The bottom line, as I also argue in the piece at Responsible Statecraft, is that the way out for Mali continues to lie through negotiations because that is the only path that realistically acknowledges the structural weakness of the state. The path forward does not lie in the particular bravado of the Malian junta plus the Wagner Group, a model that is visibly running aground both in far northern Mali and now back in Bamako as well; nor does the way out lie in the counterinsurgency fantasies of Washington and Paris, although I do fear that after power eventually changes hands in Bamako, Western powers will push for a return to the status quo ante and the “stabilization” models of Mali circa 2015, which will again not work.
Former Foreign Affairs Minister Tiéman Hubert Coulibaly also makes the case for negotiations very well here. In fact we can note that negotiations have been recommended by various Malian voices since at least 2017; the idea is neither new nor particularly satisfying, but it remains the least bad of various bad options.

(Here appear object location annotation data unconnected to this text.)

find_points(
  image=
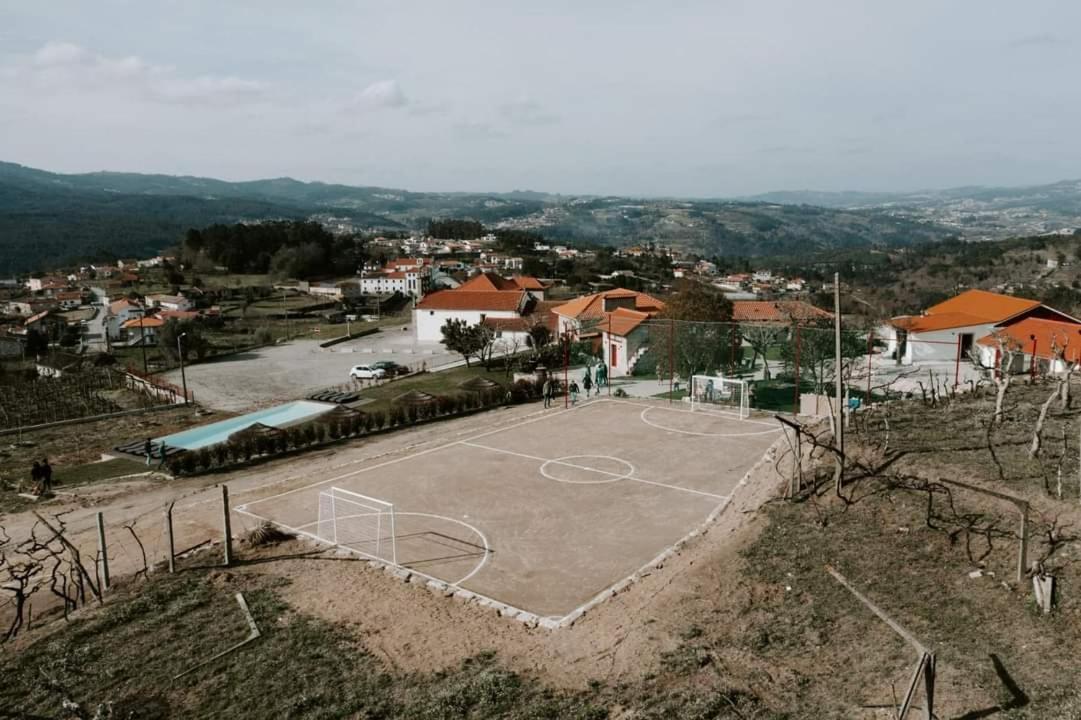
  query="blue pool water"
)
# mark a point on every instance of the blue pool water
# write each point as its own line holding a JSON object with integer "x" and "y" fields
{"x": 215, "y": 432}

The problem with negotiations is that I don’t think any of the key actors want them - not the junta, and probably not JNIM, unless substantial concessions are on the table. Washington and Paris might still recoil from the idea of negotiations, and many Malians might too; after all, at this point, meaningful negotiations would probably end up centering on a de facto partition of the country, with JNIM and other armed groups carving out even more formalized zones of influence. Partition has been tried before, in various forms, and is only worth considering because it’s a likely life-saving measure. In any case (this is one of my mantras), it’s never the “right time” to negotiate, otherwise there would be nothing to negotiate over.
So that’s my take - the attack was significant not because it revealed some “security gap” (that was already there, and JNIM’s capacity to strike Bamako has been clear for some time), but because the attack underscores the need for (if not the likelihood of) negotiations.